Selbiges Problem bei mir.

Gerade instaliert & kein Login möglich:

 

Verbindung fehlgeschlagen: Es sind mehrere Stammelemente vorhanden.

Zeile 2, Position 2

 

Selbst mit neuen Accountdaten nicht machbar...

 

Wäre super nett wenn da jemand eine Lösung für hätte...


----------



## ZAM (24. September 2018)

Mh, da ist wohl beim Update am Donnerstag was schief gelaufen. Ich schaue mal.


----------



## ZAM (24. September 2018)

So, sollte wieder gehen.  Ggfs. BLASC3 neu starten.

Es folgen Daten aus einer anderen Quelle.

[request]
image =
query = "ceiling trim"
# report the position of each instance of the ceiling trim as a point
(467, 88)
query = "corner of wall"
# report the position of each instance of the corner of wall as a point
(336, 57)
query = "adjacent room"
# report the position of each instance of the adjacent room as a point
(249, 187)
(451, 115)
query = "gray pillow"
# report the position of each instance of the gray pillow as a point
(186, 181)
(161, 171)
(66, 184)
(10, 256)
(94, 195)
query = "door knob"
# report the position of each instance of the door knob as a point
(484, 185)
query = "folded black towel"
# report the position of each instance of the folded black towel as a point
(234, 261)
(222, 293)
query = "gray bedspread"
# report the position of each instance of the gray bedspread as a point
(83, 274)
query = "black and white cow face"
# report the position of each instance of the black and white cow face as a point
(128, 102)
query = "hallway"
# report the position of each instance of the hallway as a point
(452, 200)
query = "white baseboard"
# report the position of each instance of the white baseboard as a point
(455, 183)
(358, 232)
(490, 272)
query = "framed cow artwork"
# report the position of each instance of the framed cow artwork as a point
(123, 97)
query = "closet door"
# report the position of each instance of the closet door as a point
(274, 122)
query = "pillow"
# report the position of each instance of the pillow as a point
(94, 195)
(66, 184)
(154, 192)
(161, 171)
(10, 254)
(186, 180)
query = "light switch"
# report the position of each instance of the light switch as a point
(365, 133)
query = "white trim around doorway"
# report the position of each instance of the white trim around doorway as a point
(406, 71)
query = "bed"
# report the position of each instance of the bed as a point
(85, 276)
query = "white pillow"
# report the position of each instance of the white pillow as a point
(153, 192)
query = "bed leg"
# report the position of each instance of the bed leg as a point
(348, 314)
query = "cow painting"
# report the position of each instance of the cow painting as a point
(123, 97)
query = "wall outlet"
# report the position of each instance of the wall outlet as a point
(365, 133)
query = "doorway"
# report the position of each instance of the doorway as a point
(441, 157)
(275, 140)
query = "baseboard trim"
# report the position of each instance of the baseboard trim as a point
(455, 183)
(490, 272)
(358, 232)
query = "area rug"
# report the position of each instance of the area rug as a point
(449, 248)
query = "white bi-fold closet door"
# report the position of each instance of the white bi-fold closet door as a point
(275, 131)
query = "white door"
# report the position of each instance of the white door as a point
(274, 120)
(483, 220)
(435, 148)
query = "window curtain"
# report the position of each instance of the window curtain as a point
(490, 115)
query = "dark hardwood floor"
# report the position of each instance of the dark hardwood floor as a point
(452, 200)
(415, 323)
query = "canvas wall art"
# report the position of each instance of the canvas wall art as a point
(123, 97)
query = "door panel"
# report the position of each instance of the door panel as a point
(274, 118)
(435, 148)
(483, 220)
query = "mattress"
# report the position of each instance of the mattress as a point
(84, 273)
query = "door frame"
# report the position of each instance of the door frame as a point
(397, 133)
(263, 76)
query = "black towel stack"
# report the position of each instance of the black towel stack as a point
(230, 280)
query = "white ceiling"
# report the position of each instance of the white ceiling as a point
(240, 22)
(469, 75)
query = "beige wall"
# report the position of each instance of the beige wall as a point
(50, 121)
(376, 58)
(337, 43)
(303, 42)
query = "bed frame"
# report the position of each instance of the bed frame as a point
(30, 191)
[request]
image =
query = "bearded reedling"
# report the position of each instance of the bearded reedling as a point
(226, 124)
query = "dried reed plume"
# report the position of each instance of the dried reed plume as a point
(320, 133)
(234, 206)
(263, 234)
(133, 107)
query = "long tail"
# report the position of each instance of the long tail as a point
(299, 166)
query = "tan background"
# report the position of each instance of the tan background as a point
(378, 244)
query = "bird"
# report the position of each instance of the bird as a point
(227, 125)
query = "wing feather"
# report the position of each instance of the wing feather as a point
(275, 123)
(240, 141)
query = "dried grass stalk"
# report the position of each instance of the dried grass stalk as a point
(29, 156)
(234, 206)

Vielen Dank für den Hinweis.


----------



## whiteagle (24. September 2018)

Super, funktioniert wieder. Danke!


----------



## Skatsim (28. Oktober 2018)

Ich dachte schon, das Teil wäre längst nicht mehr in Gebrauch. Letzte Version ist von 2010!!!

Konnte mich zwar einloggen - aber auch nach über einer Woche Spiel in WoW oder D3 tut sich

nix - keinerlei Aktivitäten verzeichnet. Es registriert die Spiele also quasi gar nicht.

Was tun?


----------



## ZAM (30. Oktober 2018)

Lange nicht mehr geprüft, ob sich an den Erkennungen der Spiele was geändert hat.

WoW müsste mittlerweile nur noch WoW.exe als Erkennungsmerkmal haben, die separate WoW-64.exe ist ja raus geflogen.

 

Bei Diablo 3 fehlte bisher die Erkennung für Diablo III64.exe - Ist aber jetzt nachgetragen.


----------